Some insights into the potential influence of such factors in one of the most prominent Phase III failures in recent years — the termination of the development of Pfizer's cholesteryl ester transfer protein (CETP) inhibitor torcetrapib in December 2006, following US$800 million of R&D investment — are provided in a news feature on page 163. Although our understanding of the possible reasons for the dramatic failure of torcetrapib has improved since 2006 (and has been important in the decisions of Merck and Roche to continue development of their CETP inhibitors), signs of one key risk of torcetrapib were apparent before it failed: a modest increase in blood pressure was observed early during development. When Phase III trials were initiated, experts believed that this undesirable effect for a drug intended to reduce cardiovascular disease risk would be outweighed by the substantial positive effects of torcetrapib on the levels of 'good' high-density lipoprotein cholesterol.

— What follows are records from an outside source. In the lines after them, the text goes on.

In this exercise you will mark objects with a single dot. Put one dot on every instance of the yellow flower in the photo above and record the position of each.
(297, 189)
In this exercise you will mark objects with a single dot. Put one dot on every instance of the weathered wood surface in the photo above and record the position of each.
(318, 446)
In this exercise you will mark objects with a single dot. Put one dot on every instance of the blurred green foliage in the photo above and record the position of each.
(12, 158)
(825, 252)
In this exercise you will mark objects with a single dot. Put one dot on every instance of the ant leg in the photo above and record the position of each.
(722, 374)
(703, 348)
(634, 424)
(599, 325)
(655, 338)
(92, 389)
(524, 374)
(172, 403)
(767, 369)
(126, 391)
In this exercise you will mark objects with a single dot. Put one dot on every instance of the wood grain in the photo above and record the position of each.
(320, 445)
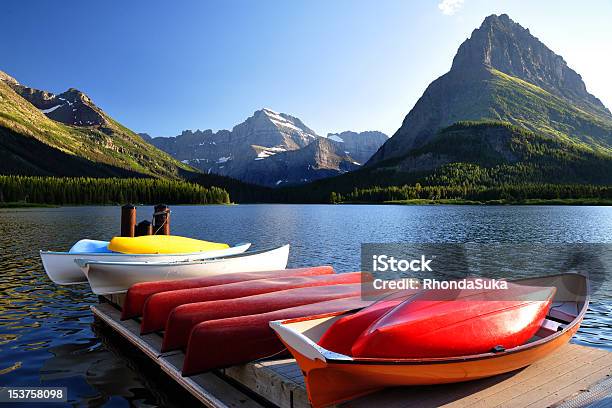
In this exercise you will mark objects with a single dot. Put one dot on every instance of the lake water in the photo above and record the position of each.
(47, 334)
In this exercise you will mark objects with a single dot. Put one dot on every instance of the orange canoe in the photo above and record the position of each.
(332, 377)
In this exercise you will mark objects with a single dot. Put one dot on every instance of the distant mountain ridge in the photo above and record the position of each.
(68, 135)
(504, 73)
(271, 149)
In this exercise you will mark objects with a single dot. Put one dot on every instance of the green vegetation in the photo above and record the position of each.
(504, 194)
(474, 160)
(86, 190)
(530, 106)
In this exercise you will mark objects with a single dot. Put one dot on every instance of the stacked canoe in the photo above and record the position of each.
(348, 346)
(223, 320)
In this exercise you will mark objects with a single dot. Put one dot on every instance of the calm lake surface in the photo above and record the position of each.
(48, 336)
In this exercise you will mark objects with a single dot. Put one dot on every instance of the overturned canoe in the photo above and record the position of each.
(226, 342)
(62, 270)
(332, 377)
(184, 318)
(474, 322)
(162, 244)
(158, 307)
(341, 336)
(138, 293)
(116, 277)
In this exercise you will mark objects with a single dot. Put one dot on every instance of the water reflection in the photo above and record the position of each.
(47, 334)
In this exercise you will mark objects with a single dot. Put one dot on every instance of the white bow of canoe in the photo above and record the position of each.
(107, 277)
(62, 270)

However, it now seems that the rise in blood pressure with torcetrapib was linked to an increase in aldosterone levels, which has well-known detrimental effects in patients with cardiovascular disease.

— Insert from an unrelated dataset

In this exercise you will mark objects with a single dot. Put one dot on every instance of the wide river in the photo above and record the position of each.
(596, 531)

Given this early indicator of a risk and the eventual outcome, the obvious question is why the development of torcetrapib was pursued, rather than that of follow-up compounds that did not increase blood pressure. In this case, it seems (see page 163) that commercial pressures to replace the vast loss of revenue resulting from the imminent expiration of patent protection for Pfizer's atorvastatin (Lipitor) — which has had annual sales exceeding $10 billion — were a major influence in the decision to progress with torcetrapib, rather than delay and select a follow-up compound. So, with the benefit of hindsight, the case of torcetrapib could provide a strong example of the substantially increased risk of failure when commercial influences outweigh science in R&D decision-making.

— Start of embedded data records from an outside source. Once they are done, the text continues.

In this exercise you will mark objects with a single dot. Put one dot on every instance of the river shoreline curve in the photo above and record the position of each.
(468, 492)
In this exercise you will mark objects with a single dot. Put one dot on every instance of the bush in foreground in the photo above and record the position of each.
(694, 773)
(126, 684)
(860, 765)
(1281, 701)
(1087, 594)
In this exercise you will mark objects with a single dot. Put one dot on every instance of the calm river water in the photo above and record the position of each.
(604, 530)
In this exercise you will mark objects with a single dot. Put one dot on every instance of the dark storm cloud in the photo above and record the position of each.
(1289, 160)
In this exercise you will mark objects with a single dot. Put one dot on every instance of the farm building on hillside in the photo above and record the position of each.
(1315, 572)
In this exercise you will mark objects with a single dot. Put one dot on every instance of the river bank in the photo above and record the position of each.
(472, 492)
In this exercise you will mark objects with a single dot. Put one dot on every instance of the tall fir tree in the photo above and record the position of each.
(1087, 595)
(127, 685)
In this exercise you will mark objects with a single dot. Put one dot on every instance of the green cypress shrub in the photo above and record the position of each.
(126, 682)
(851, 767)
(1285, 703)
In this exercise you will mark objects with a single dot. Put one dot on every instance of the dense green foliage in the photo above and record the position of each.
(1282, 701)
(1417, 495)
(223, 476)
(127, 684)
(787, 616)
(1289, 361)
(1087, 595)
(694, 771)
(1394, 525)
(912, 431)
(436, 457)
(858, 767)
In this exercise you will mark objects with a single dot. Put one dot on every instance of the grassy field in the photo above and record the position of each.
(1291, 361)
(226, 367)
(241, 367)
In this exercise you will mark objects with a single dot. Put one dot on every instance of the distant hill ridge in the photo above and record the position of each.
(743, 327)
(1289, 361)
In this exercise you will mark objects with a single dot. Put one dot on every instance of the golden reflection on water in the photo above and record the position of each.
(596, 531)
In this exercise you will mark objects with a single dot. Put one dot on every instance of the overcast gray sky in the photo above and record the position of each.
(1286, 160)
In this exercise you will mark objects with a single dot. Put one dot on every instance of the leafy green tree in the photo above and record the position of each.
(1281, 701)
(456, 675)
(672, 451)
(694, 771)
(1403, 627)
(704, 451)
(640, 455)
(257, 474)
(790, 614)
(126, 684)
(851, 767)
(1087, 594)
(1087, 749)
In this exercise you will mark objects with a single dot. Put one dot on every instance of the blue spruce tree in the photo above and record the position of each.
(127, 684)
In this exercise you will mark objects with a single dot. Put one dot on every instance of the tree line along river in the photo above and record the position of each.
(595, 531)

It could also be illuminating to understand the extent to which such influences might have played a role in more recent Phase III failures, such as those of several oncology compounds (see page 165). Interestingly, a recent analysis2 reported that the current failure rate at the Phase III or regulatory submission stage is 50%, and of the 83 failures at this stage between 2007 and 2010, 28% occurred in the field of oncology. Given that oncology has been one of the most active areas of R&D in the past few years, this is perhaps not surprising. However, questions are increasingly being asked about a range of issues related to oncology trials, such as whether the designs, even if successful, are well suited to demonstrate genuinely meaningful benefits3. Of even greater concern is the possibility that for some companies — particularly those whose value is entirely based on products in development — commercial incentives could encourage poor decisions to pursue the development of compounds that only generate weak evidence of effectiveness at Phase II and have an even higher risk than typical of failure at Phase III4. Such decisions not only ill serve the patients involved in the particular trials and the investors in the company, but also harm oncology drug development and the long-term willingness for investment in pharmaceutical R&D in general.

Overall, given the increasing appreciation of the complexity of human disease and the associated uncertainty about how best to intervene therapeutically in any given setting, pharmaceutical R&D will remain a risky endeavour. If it is also to remain a sound investment, the evidence is growing that sound science must play a stronger role in the decisions to take these risks.